Strong performances battle weak writing in “American Gun”

Interesting and somewhat contrived, “American Gun,” Aric Avelino’s directorial debut, is a decent, if small-scale example of a relatively new trend in American cinema—the episodic drama. The film, which intersperses three stories of gun violence in America, has already been compared to other similar such films as “Crash” and “Traffic,” but it falls short in comparison to both.

The three stories are mostly composed of what seem like clichés and ideas taken from other films. In the first story, we’re introduced to, the admirable Marcia Gay Harden who portrays the single mother of a now-deceased, Columbine-like shooter and her remaining son, who is played effectively by young character actor Chris Marquette. While we watch Harden struggle with single parenthood, a traumatized kid, and a neighborhood that blames her for their children’s deaths, the thought might occur that Oscar-winner Harden is a bit too qualified for the formulaic action that follows.

Another wasted actor in Harden’s story is Nikki Reed, who to this critic appears well on her way to movie stardom already. She takes the few lines she has and steals a good bit of film with them.

Actually, the entire film turns out to be less a compelling story about mutual violence than a war of sorts between strong performances and weak writing. Certainly this is evident in the second scenario—a story about a hard-working inner-city principal (Forest Whitaker) whose job is thankless and whose students are gun-toting. Now if this story seems somewhat familiar, that is because in fact it bears much in common with a thousand other such recently re-enacted dramatizations.
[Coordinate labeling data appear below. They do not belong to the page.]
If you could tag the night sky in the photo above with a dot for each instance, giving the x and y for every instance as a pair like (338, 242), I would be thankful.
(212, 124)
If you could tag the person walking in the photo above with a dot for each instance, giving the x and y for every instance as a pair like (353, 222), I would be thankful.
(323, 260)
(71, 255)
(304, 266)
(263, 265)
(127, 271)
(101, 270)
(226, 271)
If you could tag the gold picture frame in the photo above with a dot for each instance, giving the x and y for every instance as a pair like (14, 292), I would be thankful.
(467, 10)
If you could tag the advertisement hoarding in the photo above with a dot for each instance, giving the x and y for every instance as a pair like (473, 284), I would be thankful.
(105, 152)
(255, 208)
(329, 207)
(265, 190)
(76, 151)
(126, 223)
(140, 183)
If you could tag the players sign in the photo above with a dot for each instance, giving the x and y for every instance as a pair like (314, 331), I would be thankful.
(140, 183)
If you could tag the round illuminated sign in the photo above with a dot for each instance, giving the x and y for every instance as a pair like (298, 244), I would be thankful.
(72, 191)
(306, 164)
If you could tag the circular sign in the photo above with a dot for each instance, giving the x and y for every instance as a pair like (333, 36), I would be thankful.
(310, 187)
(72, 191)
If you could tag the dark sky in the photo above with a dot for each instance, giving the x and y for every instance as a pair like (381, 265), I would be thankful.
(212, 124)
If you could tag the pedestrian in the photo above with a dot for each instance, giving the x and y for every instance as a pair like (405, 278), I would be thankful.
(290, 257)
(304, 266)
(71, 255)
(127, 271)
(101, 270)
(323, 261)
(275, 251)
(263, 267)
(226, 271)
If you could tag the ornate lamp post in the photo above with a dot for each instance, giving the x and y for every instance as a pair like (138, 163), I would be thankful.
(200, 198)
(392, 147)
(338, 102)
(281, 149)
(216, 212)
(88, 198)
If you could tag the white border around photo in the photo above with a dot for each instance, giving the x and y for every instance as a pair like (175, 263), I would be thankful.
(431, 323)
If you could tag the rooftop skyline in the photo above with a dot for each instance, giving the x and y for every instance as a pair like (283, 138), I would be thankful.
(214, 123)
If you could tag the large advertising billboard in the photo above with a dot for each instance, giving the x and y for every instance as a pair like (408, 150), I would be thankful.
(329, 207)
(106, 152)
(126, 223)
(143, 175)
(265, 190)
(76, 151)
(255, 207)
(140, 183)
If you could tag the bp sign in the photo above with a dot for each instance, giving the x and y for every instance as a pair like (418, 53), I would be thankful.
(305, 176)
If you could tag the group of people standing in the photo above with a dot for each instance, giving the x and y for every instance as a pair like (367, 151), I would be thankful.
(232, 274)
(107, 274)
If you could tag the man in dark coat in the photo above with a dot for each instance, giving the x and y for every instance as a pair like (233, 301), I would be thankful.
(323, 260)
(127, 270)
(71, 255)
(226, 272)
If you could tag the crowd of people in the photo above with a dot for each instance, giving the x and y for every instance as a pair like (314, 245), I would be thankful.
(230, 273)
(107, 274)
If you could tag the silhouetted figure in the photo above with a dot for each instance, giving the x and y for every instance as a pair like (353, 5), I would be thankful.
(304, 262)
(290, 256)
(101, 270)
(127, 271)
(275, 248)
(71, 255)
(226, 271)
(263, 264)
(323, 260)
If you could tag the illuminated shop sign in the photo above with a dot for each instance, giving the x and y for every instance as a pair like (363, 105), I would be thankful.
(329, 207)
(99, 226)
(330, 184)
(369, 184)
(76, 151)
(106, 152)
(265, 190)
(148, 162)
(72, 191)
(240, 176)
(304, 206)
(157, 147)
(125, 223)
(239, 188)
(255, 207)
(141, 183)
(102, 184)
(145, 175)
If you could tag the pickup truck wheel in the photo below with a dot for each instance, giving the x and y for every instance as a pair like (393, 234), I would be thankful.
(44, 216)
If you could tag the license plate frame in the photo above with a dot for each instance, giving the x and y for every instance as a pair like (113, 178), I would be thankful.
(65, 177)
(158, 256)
It is a scene right out of the television show “Boston Public.”

Also in the school where Whitaker teaches is another poorly written character strung on an unwitting actor. Jay—the hard-working youth who’s headed for a life of violence—is played by the talented Arlen Escarpeta; he does his best with what is essentially a positive stereotype. It’s probably worth nothing that Escarpeta played a similar role on “Boston Public.” Gee.

In the last of the film’s vignettes, and the most underwritten, a college student played by Linda Cardellini works in her “pop-pop’s” gun store and stops her friend from being raped, in what appears to be leftover footage from ‘80s public service announcements. This final story, mercifully brought to the front less often than the others, seems to serve no real purpose in the film other than to highlight that a girl can work in a gun shop, and that people from California call their grandparents “pop-pop”.

Still despite these obvious flaws, Avelino should be credited for several things—casting not the least among them. If “American Gun” doesn’t feel like it takes you anywhere new—even the title has been used before—at least it does so unassumingly, and without the sort of tacked-on message that “Traffic” and “Crash” bore so gracelessly. Still, the message best derived from “American Gun” is simple—“Don’t do three stories if you can’t get one right.”